In Vivo. 2018 Nov-Dec;32(6):1457-1462. doi: 10.21873/invivo.11399.
BACKGROUND/AIM: Idiopathic pulmonary fibrosis IPF is a type of interstitial lung disease (ILD) with poor prognosis. Lung cancer (LC) is a frequent complication in IPF, where all therapeutic options are potential triggers for acute exacerbation of IPF.
Patients with 2-deoxy-2-fluoro-D-glucose-positron emission tomography/computer tomography (FDG-PET/CT) results before lobectomy for LC with and without (n=10 each) signs of ILD in initial imaging and after-care CT were retrospectively analyzed. FDG uptake was calculated as the maximum standardized uptake value (SUV) in the lung periphery divided by the SUV of the mediastinal blood pool (rSUV). Regional increase of fibrosis and ground-glass features in lobe-based CT analysis was used as standard reference.

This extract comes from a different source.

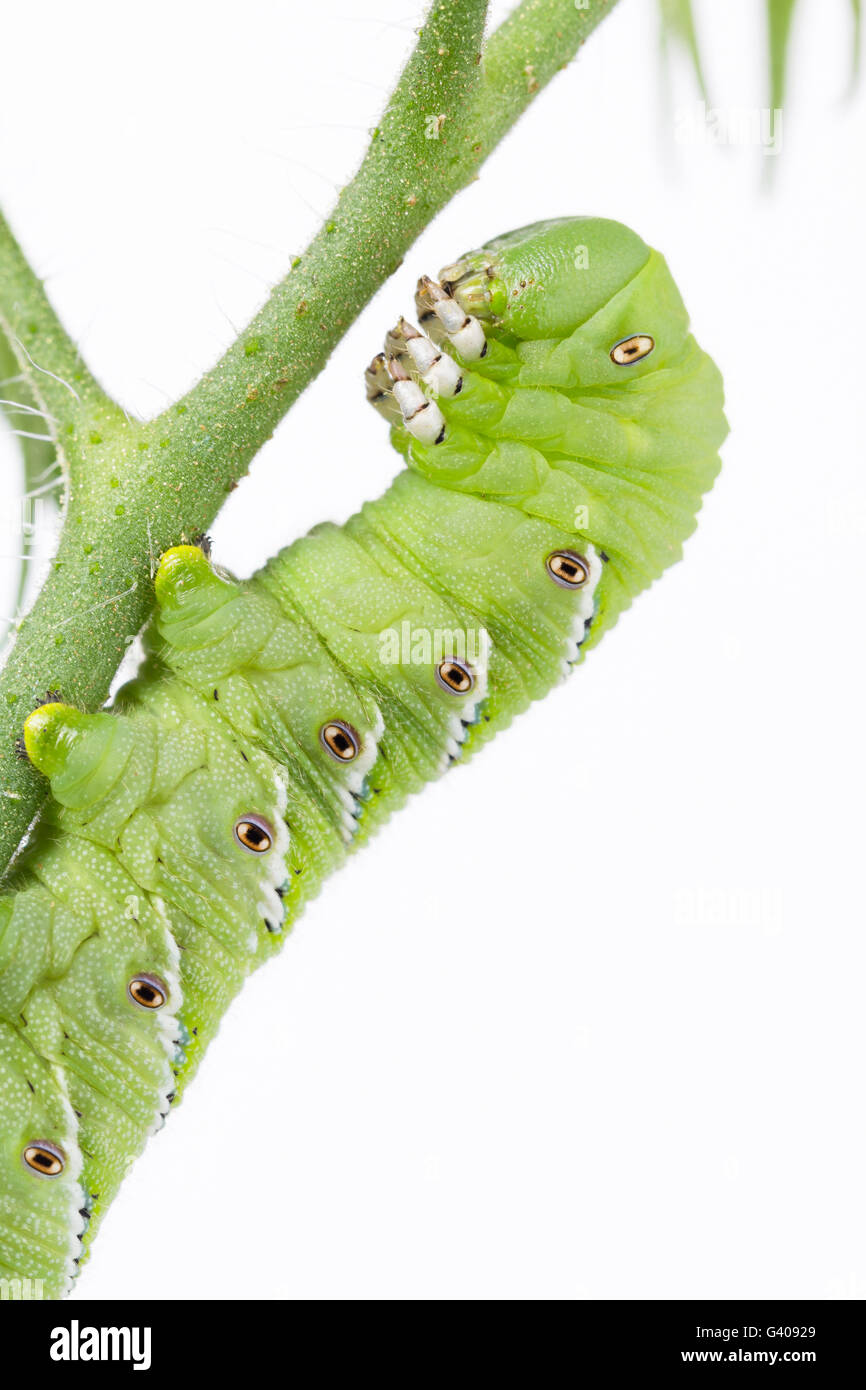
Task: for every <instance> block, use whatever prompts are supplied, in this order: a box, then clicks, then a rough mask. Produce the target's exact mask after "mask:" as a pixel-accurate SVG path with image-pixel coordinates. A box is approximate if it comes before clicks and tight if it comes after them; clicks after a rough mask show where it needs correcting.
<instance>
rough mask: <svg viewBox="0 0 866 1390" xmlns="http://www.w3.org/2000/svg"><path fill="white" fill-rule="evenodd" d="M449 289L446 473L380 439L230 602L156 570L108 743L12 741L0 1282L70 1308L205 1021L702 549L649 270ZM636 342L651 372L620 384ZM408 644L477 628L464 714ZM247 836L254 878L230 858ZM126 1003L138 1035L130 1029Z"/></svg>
mask: <svg viewBox="0 0 866 1390" xmlns="http://www.w3.org/2000/svg"><path fill="white" fill-rule="evenodd" d="M461 267H463V271H464V278H463V279H461V282H460V286H459V289H457V291H456V292H455V293H456V296H457V299H459V300H460V303H461V304H464V303H466V304H467V307H470V311H473V313H478V316H480V317H481V320H482V322H484V329H485V335H487V342H488V350H487V354H485V356H484V357H482V359H481V360H478V361H471V363H461V361H460V357H459V354H457V353H456V352H455V350H453V349H452V347H449V345H448V343H445V345H443V346H445V347H446V350H449V352H450V353H452V356H455V357H456V359H457V361H459V363H460V366H461V367H463V389H461V391H460V393H459V395H456V396H455V398H452V399H439V400H438V404H439V409H441V410H442V413H443V416H445V420H446V431H445V438H443V439H442V442H439V443H435V445H432V443H430V445H427V443H420V442H418V441H417V439H416V438H413V436H411V435H410V434H409V431H407V430H406V427H405V425H403V424H402V423H399V421H398V423H395V424H393V428H392V442H393V443H395V446H396V448H398V449H399V452H400V453H402V455H403V459H405V461H406V464H407V468H406V470H405V471H402V473H400V474H399V475H398V478H396V480H395V482H393V484H392V486H391V488H389V489H388V491H386V492H385V495H384V496H382V498H379V499H378V500H377V502H371V503H368V505H367V506H364V507H363V509H361V512H360V513H359V514H357V516H354V517H352V518H350V520H349V521H348V523H346V524H345V525H343V527H336V525H331V524H327V525H322V527H317V528H316V530H314V531H313V532H310V535H307V537H304V538H302V539H299V541H296V542H295V543H293V545H292V546H289V548H288V549H286V550H284V552H282V553H281V555H278V556H277V557H275V559H274V560H271V562H270V563H268V564H267V566H265V567H264V570H261V571H260V573H259V574H257V575H254V577H253V578H252V580H250V581H249V582H242V584H239V582H236V581H235V580H232V578H231V577H228V575H225V574H224V573H222V571H218V570H217V569H214V567H213V566H211V563H210V560H209V559H207V557H206V555H204V553H203V552H202V550H199V549H196V548H192V546H179V548H177V549H174V550H170V552H167V553H165V555H164V556H163V560H161V563H160V569H158V573H157V577H156V596H157V605H158V607H157V619H156V623H154V627H153V628H152V631H150V635H149V644H150V652H149V657H147V662H146V664H145V667H143V670H142V673H140V674H139V677H138V678H136V680H135V681H132V682H131V684H129V685H126V687H125V688H124V689H122V691H121V692H120V695H118V698H117V701H115V705H114V709H113V712H110V713H100V714H83V713H79V712H78V710H75V709H71V708H70V706H64V705H61V703H49V705H46V706H43V708H42V709H39V710H38V712H35V713H33V714H32V716H31V719H29V720H28V724H26V727H25V745H26V752H28V755H29V756H31V759H32V762H33V763H35V765H36V766H38V767H39V769H40V771H43V773H44V774H46V776H47V777H49V778H50V784H51V794H53V796H51V803H50V809H49V813H47V816H46V819H44V821H43V823H42V824H40V827H39V831H38V834H36V835H35V838H33V842H32V844H31V845H29V848H28V851H26V852H25V855H24V856H22V859H21V862H19V866H18V872H17V877H15V880H14V883H13V885H11V888H10V891H8V892H6V894H4V895H3V897H1V898H0V1279H31V1280H35V1279H39V1280H42V1286H43V1295H44V1297H49V1298H56V1297H61V1295H63V1294H64V1293H65V1291H67V1290H68V1287H70V1284H71V1279H72V1277H74V1275H75V1272H76V1269H78V1265H79V1261H81V1258H82V1255H83V1254H86V1252H88V1251H89V1245H90V1241H92V1238H93V1234H95V1232H96V1229H97V1226H99V1220H100V1218H101V1215H103V1213H104V1211H106V1208H107V1205H108V1202H110V1201H111V1198H113V1197H114V1194H115V1191H117V1188H118V1186H120V1183H121V1180H122V1177H124V1175H125V1172H126V1169H128V1168H129V1165H131V1163H132V1162H133V1159H135V1158H136V1156H138V1154H139V1152H140V1150H142V1147H143V1144H145V1141H146V1138H147V1136H149V1134H150V1133H152V1131H153V1130H154V1129H158V1127H160V1125H161V1122H163V1119H164V1116H165V1113H167V1112H168V1108H170V1105H171V1104H172V1101H175V1099H177V1098H178V1097H179V1094H181V1093H182V1088H183V1086H185V1084H186V1083H188V1080H189V1077H190V1076H192V1074H193V1072H195V1069H196V1066H197V1062H199V1059H200V1056H202V1054H203V1052H204V1048H206V1047H207V1042H209V1041H210V1038H211V1037H213V1036H214V1033H215V1030H217V1027H218V1023H220V1019H221V1016H222V1013H224V1011H225V1008H227V1006H228V1004H229V1002H231V999H232V997H234V995H235V994H236V991H238V990H239V988H240V986H242V983H243V980H245V979H246V976H247V974H249V973H250V970H252V969H254V967H256V966H259V965H260V963H263V962H264V960H265V959H268V958H270V956H271V955H272V954H274V952H275V951H277V949H278V948H279V945H281V944H282V941H284V940H285V935H286V933H288V930H289V927H291V924H292V923H293V920H295V919H296V916H297V915H299V912H300V910H302V908H303V905H304V903H306V901H307V899H309V898H310V897H311V895H313V894H316V892H317V891H318V888H320V887H321V883H322V880H324V878H325V876H327V874H329V873H331V872H332V870H334V869H335V867H338V866H339V865H341V863H342V860H343V859H345V856H346V853H348V852H350V851H352V849H353V848H356V847H357V845H360V844H363V842H364V840H366V838H367V837H368V835H370V834H373V833H374V831H375V830H377V828H378V826H379V824H381V823H382V821H384V820H386V817H388V816H389V815H391V813H392V810H395V809H396V808H398V806H400V805H402V803H403V801H405V799H406V796H407V795H409V794H411V792H414V791H418V790H420V788H421V787H423V785H424V784H425V783H427V781H430V780H431V778H434V777H438V776H441V773H442V771H445V770H446V769H448V767H449V766H450V763H453V762H455V760H457V759H460V760H464V759H466V758H467V756H470V755H471V753H473V752H475V749H477V748H480V746H481V745H482V744H484V742H485V741H487V739H488V738H489V737H492V734H495V733H496V731H498V730H499V728H503V727H506V726H507V724H509V723H510V720H512V719H513V717H514V716H516V714H517V713H520V712H521V710H523V709H525V708H527V706H528V705H530V703H531V701H534V699H538V698H541V696H542V695H545V694H546V691H549V689H550V688H552V687H553V685H555V684H557V682H559V680H562V676H563V673H564V671H566V670H567V669H569V666H570V664H573V663H574V660H575V659H577V657H578V656H580V655H582V653H584V652H585V651H587V649H588V648H589V646H591V645H594V644H595V642H596V641H598V639H599V637H601V634H602V632H603V631H605V630H606V628H607V627H610V626H612V624H613V623H614V621H616V619H617V617H619V614H620V612H621V610H623V609H624V607H626V606H627V605H628V603H630V602H631V599H632V598H634V595H635V594H637V592H638V591H639V589H642V588H645V587H646V585H648V584H649V582H651V581H652V580H653V578H656V577H657V575H659V574H660V573H662V571H663V570H664V569H666V567H667V566H669V564H670V563H673V562H674V560H677V559H678V557H680V553H681V545H683V541H684V539H685V538H687V537H688V534H689V532H691V531H692V530H694V527H695V517H696V513H698V509H699V506H701V499H702V495H703V492H705V491H706V489H708V488H709V486H710V485H712V482H713V478H714V477H716V473H717V470H719V457H717V450H719V445H720V443H721V441H723V438H724V435H726V432H727V427H726V421H724V414H723V392H721V379H720V375H719V373H717V370H716V367H714V366H713V363H712V360H710V359H709V357H708V356H706V354H705V353H703V352H701V349H699V347H698V346H696V343H695V341H694V338H692V336H691V335H689V334H688V320H687V314H685V310H684V307H683V302H681V299H680V295H678V292H677V288H676V285H674V282H673V279H671V277H670V274H669V271H667V267H666V264H664V261H663V259H662V257H660V256H659V254H657V253H656V252H652V250H651V249H649V247H648V246H646V245H645V243H644V242H642V240H641V239H639V238H638V236H637V235H635V234H634V232H631V231H628V229H627V228H624V227H621V225H620V224H617V222H610V221H605V220H599V218H567V220H560V221H556V222H546V224H538V225H537V227H531V228H524V229H521V231H518V232H513V234H510V235H509V236H505V238H500V239H499V240H496V242H492V243H489V245H488V246H487V247H484V249H482V250H481V252H477V253H471V254H470V256H467V257H464V259H463V263H461ZM632 334H651V335H652V338H653V339H655V347H653V350H652V352H651V353H649V356H648V357H645V359H642V360H639V361H635V363H632V364H630V366H627V367H623V366H617V364H614V363H613V361H612V359H610V349H612V346H613V345H614V343H617V342H620V341H621V339H624V338H628V336H630V335H632ZM439 336H442V335H439ZM578 509H585V510H582V512H581V510H578ZM575 518H578V520H580V521H581V525H580V527H577V525H575ZM557 549H571V550H577V552H578V553H580V555H581V556H584V557H585V559H587V560H588V564H589V569H591V580H589V582H588V585H587V587H585V588H582V589H577V591H574V589H567V588H563V587H560V585H557V584H556V582H553V581H552V578H550V575H549V573H548V570H546V564H545V562H546V557H548V556H549V555H550V552H553V550H557ZM405 623H409V624H410V630H411V631H413V632H417V631H418V630H421V631H445V632H467V631H468V632H478V631H480V630H482V628H484V630H485V631H487V634H489V639H491V646H489V652H488V653H487V656H480V657H478V659H477V660H475V662H474V664H473V663H470V664H473V673H474V687H473V689H471V691H468V692H466V694H455V692H452V691H448V689H443V688H442V687H441V685H439V682H438V681H436V680H435V662H436V660H438V657H432V659H431V657H430V656H428V659H427V660H421V662H411V663H406V662H391V663H389V662H386V660H384V659H382V645H381V634H382V632H384V631H386V630H392V628H395V630H398V631H400V630H402V624H405ZM575 639H577V641H578V642H580V645H581V651H580V653H578V652H577V648H575ZM446 655H460V652H459V651H455V652H448V653H446ZM329 720H343V721H346V723H348V724H349V726H352V728H353V730H354V731H356V733H357V735H359V741H360V753H359V756H357V758H356V759H354V760H353V762H350V763H341V762H338V760H335V759H334V758H332V756H331V755H329V753H328V751H327V749H325V748H324V746H322V742H321V739H320V730H321V727H322V724H324V723H327V721H329ZM250 815H254V816H259V817H263V820H264V821H265V823H267V824H268V826H270V830H271V834H272V840H271V847H270V849H267V851H265V852H263V853H253V852H250V851H249V849H247V848H245V847H243V845H242V844H239V842H238V840H236V837H235V834H234V827H235V823H236V821H239V820H242V819H243V817H245V816H250ZM142 972H145V973H147V974H149V976H153V977H156V979H157V980H158V981H161V984H163V986H164V991H165V1004H164V1006H163V1008H161V1009H157V1011H152V1009H143V1008H140V1006H139V1005H136V1004H135V1002H133V1001H132V999H131V998H129V994H128V984H129V981H131V979H132V977H133V976H136V974H138V973H142ZM35 1141H47V1143H50V1144H54V1145H56V1147H57V1148H58V1150H60V1151H61V1154H63V1155H64V1163H65V1166H64V1169H63V1172H61V1173H60V1175H58V1176H56V1177H49V1176H40V1175H38V1173H33V1172H32V1170H31V1169H29V1168H26V1165H25V1163H24V1162H22V1152H24V1150H25V1147H26V1145H28V1144H32V1143H35Z"/></svg>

Patients with LC with ILD presented a significantly higher rSUV of 0.57 compared to patients without ILD with rSUV 0.47 (p<0.001).
rSUV seems to be a valuable imaging surrogate in predicting patients with LC with increased risk for progressive ILD associated with thoracic surgery.
背景/目的:特发性肺纤维化(IPF)是一种预后较差的间质性肺疾病(ILD)。肺癌(LC)是IPF的常见并发症,在IPF中所有治疗选择都是IPF急性加重的潜在触发因素。
回顾性分析在接受LC肺叶切除术前进行2-脱氧-2-氟-D-葡萄糖正电子发射断层扫描/计算机断层扫描(FDG-PET/CT)检查的患者,初始影像及术后CT检查中有无ILD征象各10例。FDG摄取计算为肺周边最大标准化摄取值(SUV)除以纵隔血池SUV(rSUV)。基于叶的CT分析中纤维化和磨玻璃影的区域增加用作标准参考。
与无ILD的LC患者(rSUV为0.47)相比,有ILD的LC患者的rSUV显著更高,为0.57(p<0.001)。
rSUV似乎是预测接受胸外科手术的LC患者发生进行性ILD风险增加的有价值的影像替代指标。